Namaz (salat), sözlükte, dua, istiğfar ve
övgü anlamlarına gelir. Dinî bir kavram olarak
namaz, İslam’ın beş esasından biridir.
Namazda, her türlü zikir ve tespih vardır.
Beden, akıl ve kalp ile kılınan namaz insanı fenalıklardan
korur. Kur’an, bu hususu şöyle ifade
eder:

“(Ey Muhammed!) Kitaptan sana vahyolunanı
oku, namazı da dosdoğru kıl. Çünkü namaz,
insanı hayâsızlıktan ve kötülükten alıkor. Allah’ı
anmak (olan namaz) elbette en büyük ibadettir.
Allah, yaptıklarınızı biliyor.”

Kur’an-ı Kerim, Allah’ın diğer peygamberlere
ve onların ümmetlerine namazı emrettiğini birçok
ayette haber vermiştir. Hz. Âdem, Nuh, İdris, İbrahim,
Lut, Lokman, Zekeriya, Yakup, İshak, Musa ve İsa peygamberlere namazın emredildiği ayetlerde
açıkça ifade edilmiştir. Mesela Hz. Musa’ya Yüce Allah: “Şüphe yok ki ben Allah’ım. Benden başka
hiçbir ilah yoktur.
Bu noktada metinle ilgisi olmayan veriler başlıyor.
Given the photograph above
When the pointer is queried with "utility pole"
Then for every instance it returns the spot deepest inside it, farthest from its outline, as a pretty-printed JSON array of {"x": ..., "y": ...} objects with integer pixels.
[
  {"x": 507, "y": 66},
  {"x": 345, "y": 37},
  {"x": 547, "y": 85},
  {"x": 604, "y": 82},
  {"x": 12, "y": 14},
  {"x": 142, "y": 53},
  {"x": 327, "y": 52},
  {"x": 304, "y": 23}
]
O hâlde bana ibadet et ve beni anmak için namaz kıl.” şeklinde buyurmuştur.
Hz. İsa ise beşikteki mucizevi konuşmasında Allah’ın namazı kendisine emrettiğini şöyle ifade etmiştir:
“Nerede olursam olayım beni kutlu ve erdemli kıldı ve bana yaşadığım sürece namazı ve zekâtı
emretti.”

Yukarıdaki ayetlerden anlaşıldığı üzere İsrailoğullarına namaz emredilmiştir. Ancak mevcut
Yahudi ve Hristiyan kaynaklarında açık bir namaz emri yoktur. Onların ibadetleri dua ve ayin
şeklindedir.

Yahudilikte Kudüs’e dönülerek ayakta yapılan ibadette (amida) kıyama benzer bir duruş ve rükûya
yakın bir hareket olmakla beraber İslam’daki
namazın yerini tutmaz.

Yahudilikte sabah, öğle ve akşam yapılan günlük,
cumartesi günleri sinagogda yapılan haftalık
ve Yom-Kippur (tövbe günleri) da yapılan yıllık
ibadetler vardır.

Yahudilikte ibadet ferdî olarak ve cemaatle yapılır. Ferdî ibadetler evde toplu ibadetler ise sinagoglarda
yapılır. Sinagog (havra)da yapılan toplu ibadet, on iki yaşını geçmiş en az on kişi ile yapılır.
Kadınlar erkeklerden ayrı bir mekânda başları örtülü olarak sadece ibadeti izlerler. İbadetlerden önce
abdest (Takdis edilmiş suya el daldırıp bileklere kadar el yıkamak) vardır. Kippur Günü’nde tüm
vücut yıkanır ve güzel elbiseler giyilir. Ayrıca toprakla teyemmüm de yaparlar.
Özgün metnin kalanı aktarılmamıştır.